“MAGicSky”: Research into Energy-Efficient Computer Devices
A new research project is set to improve the energy efficiency of processors and data storage. In “Magnetic Skyrmions for Future Nanospintronic Devices”, or “MAGicSky” for short, scientists from France, Germany, Great Britain and Switzerland are pursuing an innovative concept for novel computer components based on magnetic vortices known as skyrmions. They aim to demonstrate with the help of the first nanomagnetic components that skyrmions can in principle be used in data processing – and thus pave the way for its industrial development. The EU is supporting the project with around € 3.3 million. The official project website with information on the project’s aims and partners has now been launched.

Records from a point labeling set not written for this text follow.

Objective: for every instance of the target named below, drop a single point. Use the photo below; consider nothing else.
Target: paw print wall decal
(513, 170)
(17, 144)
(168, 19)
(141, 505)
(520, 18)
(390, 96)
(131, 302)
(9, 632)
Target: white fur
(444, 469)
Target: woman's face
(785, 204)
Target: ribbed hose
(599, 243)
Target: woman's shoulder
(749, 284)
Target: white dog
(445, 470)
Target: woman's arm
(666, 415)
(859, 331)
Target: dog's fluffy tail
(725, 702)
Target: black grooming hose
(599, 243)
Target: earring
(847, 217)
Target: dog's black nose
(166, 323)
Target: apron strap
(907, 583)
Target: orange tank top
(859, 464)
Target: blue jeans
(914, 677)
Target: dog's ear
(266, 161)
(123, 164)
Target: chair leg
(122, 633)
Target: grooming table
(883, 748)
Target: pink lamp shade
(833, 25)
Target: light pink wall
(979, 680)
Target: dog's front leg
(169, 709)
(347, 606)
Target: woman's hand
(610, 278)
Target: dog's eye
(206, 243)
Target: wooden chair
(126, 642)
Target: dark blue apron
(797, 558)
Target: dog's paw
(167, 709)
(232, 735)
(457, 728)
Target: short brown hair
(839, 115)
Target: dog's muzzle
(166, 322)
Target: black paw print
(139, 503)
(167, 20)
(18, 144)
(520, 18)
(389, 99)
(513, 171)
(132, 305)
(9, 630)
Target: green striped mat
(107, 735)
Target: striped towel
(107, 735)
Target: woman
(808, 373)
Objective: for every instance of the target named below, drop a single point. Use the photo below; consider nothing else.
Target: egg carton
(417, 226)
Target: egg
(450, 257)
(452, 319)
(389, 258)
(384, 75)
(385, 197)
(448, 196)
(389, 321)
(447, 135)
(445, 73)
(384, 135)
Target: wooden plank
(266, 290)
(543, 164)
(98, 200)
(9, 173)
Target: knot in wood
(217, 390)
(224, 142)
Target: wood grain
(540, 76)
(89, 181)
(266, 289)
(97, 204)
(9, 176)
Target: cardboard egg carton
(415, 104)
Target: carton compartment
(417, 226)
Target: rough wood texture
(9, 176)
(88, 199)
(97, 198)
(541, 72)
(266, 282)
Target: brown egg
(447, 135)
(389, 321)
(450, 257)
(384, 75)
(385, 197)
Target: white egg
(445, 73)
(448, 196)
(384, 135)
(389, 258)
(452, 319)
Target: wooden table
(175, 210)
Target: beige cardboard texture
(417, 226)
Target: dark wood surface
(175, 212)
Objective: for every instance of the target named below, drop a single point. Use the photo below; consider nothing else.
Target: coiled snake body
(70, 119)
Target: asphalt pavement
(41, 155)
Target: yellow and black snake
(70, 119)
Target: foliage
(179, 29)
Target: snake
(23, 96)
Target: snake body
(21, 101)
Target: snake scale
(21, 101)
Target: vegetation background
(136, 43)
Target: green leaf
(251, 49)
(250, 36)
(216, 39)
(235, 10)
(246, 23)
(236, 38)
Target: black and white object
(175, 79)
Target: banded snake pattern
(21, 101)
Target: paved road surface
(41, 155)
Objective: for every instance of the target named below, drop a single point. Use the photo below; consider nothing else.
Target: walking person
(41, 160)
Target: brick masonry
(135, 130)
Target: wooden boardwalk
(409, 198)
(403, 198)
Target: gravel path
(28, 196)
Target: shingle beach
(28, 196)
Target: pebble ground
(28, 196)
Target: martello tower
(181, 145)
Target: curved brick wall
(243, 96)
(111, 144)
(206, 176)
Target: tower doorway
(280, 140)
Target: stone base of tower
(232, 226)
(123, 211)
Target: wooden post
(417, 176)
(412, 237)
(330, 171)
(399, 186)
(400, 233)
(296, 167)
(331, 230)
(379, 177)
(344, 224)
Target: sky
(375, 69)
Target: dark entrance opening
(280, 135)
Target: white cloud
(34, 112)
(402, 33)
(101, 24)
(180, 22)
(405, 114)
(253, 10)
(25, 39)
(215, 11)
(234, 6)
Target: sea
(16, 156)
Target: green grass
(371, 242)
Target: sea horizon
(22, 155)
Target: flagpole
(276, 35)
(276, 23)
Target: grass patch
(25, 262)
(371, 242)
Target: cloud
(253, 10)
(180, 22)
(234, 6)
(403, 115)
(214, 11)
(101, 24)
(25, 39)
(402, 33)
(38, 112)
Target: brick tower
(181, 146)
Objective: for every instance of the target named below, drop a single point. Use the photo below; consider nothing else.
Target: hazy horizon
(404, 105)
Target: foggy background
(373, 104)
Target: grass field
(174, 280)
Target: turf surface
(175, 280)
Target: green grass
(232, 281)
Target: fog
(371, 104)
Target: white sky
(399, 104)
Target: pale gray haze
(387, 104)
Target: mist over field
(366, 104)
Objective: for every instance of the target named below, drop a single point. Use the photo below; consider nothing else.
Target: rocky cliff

In line with the concept of so-called “race-track memory” storage technology, a skyrmion encodes a “zero” and a ferromagnetic area a “one”. The TXMR effect discovered in Jülich could make it possible to read out data.
Skyrmions are among the tiniest stable magnetic entities we know of. One can imagine them as two-dimensional magnetic vortex-like configurations made up of a few atoms on the surface or at the interface of thin metal films. Their magnetic moments circulate with a set sense of rotation within a single plane. The groups involved in “MAGicSky” from the Universities of Hamburg and Kiel, along with Forschungszentrum Jülich first discovered the – extremely stable - configurations a few years ago. “Nanomagnetic components based on skyrmions could lead to a breakthrough in energy efficiency. Smartphones and laptops would have to be recharged much less frequently than today, and computer centres would need less energy”, explained Prof. Stefan Blügel, member of JARA-FIT and Director of the Jülich division “Quantum Theory of Materials” (PGI-1/IAS-1). His group conducts research on the theoretical fundamentals of “MAGicSky”.
In future, each skyrmion shall store a bit. Because of their small dimensions, they can be packed densely together. In contrast to hard drives, which are set in rotation when data is being written or read out, with skyrmion-based devices the bits move through the material like an electric current flowing through a wire. No mechanically moving parts are needed, only weak electric currents, which will save energy. Moreover, data would be immediately available as soon as the device is switched on, as they would be stored in non-volatile memory. It should be possible to manufacture the envisaged devices using techniques that are today already standard in industry.